Species-specific traits determine shrub-annual inte¬ra¬ctions during a growing season


Stress gradient hypothesis predicted that facilitative interactions usually increase in intensity and are importance with abiotic stress. By contrast, facilitation may be lost in time, when it involves the growth of benefactors or beneficiaries. Less is known about which response pattern is more common in arid desert. We present an empirical study to explore shrub-annual interactions at the community and individual level along the course of a single growing season in a desert steppe in northwest China. Here the severity of drought stress may increase in time due to uneven precipitation during plant growing season.

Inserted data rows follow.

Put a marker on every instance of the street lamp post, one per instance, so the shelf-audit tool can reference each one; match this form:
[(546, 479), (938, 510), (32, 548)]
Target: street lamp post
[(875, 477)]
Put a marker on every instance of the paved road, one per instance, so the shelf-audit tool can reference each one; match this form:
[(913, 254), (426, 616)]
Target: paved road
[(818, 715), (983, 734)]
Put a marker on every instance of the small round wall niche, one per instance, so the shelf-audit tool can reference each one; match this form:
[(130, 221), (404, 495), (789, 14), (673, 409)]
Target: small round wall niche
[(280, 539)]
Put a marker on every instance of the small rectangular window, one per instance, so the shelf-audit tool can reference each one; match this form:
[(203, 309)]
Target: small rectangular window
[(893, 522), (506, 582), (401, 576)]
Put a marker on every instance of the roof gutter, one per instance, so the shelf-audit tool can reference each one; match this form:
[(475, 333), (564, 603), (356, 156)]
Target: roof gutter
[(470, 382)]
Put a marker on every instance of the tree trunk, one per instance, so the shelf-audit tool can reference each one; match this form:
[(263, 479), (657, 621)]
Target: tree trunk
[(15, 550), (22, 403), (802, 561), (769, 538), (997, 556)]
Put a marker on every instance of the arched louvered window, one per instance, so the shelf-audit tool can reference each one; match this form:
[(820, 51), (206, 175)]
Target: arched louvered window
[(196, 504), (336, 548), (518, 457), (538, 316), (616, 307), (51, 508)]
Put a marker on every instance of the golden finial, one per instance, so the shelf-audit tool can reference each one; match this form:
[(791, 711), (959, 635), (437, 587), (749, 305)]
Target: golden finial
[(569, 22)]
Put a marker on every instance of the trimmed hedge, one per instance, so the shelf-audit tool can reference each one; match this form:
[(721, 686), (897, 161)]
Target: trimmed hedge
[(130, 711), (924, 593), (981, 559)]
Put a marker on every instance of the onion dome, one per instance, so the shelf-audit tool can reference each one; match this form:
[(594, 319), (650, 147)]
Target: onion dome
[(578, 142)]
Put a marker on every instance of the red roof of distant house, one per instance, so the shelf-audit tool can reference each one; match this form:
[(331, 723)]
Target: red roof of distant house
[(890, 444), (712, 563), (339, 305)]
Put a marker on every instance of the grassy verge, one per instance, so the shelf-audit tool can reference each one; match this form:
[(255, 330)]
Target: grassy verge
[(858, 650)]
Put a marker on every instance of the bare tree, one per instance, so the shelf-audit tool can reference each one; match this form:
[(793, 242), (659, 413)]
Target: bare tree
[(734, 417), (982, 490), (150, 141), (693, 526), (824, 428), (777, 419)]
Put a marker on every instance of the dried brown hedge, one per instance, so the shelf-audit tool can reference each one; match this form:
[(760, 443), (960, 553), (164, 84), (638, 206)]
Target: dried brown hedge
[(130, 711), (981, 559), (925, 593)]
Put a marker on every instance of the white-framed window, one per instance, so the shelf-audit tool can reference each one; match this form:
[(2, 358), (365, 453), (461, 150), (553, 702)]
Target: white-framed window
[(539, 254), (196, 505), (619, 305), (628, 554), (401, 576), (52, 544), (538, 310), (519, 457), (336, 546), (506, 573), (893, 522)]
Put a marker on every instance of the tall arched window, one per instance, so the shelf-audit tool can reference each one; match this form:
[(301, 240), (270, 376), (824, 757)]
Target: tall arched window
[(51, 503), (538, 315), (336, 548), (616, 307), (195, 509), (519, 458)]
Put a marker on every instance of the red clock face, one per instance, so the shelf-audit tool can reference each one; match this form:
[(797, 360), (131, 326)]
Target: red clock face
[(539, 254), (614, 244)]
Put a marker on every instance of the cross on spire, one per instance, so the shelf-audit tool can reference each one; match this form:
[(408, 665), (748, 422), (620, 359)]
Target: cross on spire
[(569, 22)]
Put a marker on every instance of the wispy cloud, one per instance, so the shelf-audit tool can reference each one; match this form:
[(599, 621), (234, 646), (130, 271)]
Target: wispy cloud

We assessed growth responses of annuals in understory where two dominant shrubs were removed. Annuals responses showed a switch from weakly positive to more strongly positive beneath Calligonum mongolicum, whereas from positive to negative beneath Nitraria sp­haerocarpa during the growing season. Additionally, annual species with contrasting functional traits showed distinct growth responses to canopies removal. There was evidence of an increase in soil moisture below the canopy of shrubs, but a decrease in potential evaporation rate and photosynthetically active radiation, which can partly explain these species-specific responses. We conclude that the balance between competitive and facilitative effects in shrub-annual interactions is not only governed by the severity of stress but also determined by plant traits, such as canopy structure of shrubs and functional traits of their understory annuals.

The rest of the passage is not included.